That's an attempt. I feel ambivalent about watching this movie. I often and with great pleasure watch the film adaptations of classics, and Lord Golovleva is one of my favorite works. I hoped to plunge again into the leisurely sweet-spirited Gollev way of life, into a family life in which the sleep of reason consistently and uninterruptedly gives birth to monsters. But I was disappointed here.
When I watched the first episode, I felt like it was a series and I was watching it somewhere in the middle. And I was unlucky, and I included exactly the series on which the creators ran out of money. Fuzzily, crumpledly, from the fifth to the tenth, ignoring the inner logic of the work, I was told that here, they say, lived some such people and they had everything like this. You will not see anything in the film that explains how these citizens came to live like this. The film lacks many significant characters, in particular, the husband of Arina Petrovna, her eldest son, with the light hand of which Porfiry Golovlev, in fact, became known as Judushka. And Arina Petrovna herself, despite the very accurate work of Lyudmila Polyakova, looks “passable”, indistinct. And this is perhaps the most important figure to reveal the meaning of the work.

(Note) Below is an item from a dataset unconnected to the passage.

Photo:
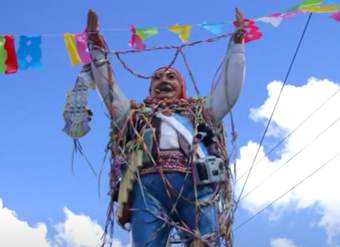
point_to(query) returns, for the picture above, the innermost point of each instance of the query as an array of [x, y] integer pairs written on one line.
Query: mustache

The formation of Porfisha’s personality, his rise and dramatic fall are influenced by his mother almost in a Freudian way, which allows the novel to retain an acutely modern sound. Judushka is the best that a woman like Arina Petrovna could give birth and raise. The fate of her other children is not just a background (as it looks in the film), but details that give an opportunity to understand the reasons for what happened and continues to happen to many, many smart, in principle, and educated Russian people. In the film adaptation, the characters exist as if by themselves, without any internal connection.
For a superficial reading of the original source, I would have put the film “a two”, but having looked at the picture to the end, I still changed my mind. The fact is that by the second series of the film, largely thanks to Denis Sukhanov, the lead actor, there was something that in a good movie is called the atmosphere and that after watching makes you think, experience and write reviews. I suddenly saw (and it was a pleasant surprise to me) not Judushka, the character, but Destiny, which found in my soul a vivid response and sympathy. This movie was worth watching for.
Over. For the film adaptation of Saltykov-Shchedrin, either an epic scale or a soulful psychological depth is needed. None of the filmmakers seem to have. I do not recommend watching the film for schoolchildren who want to avoid reading the novel in this way. And for those who know the novel well, why not?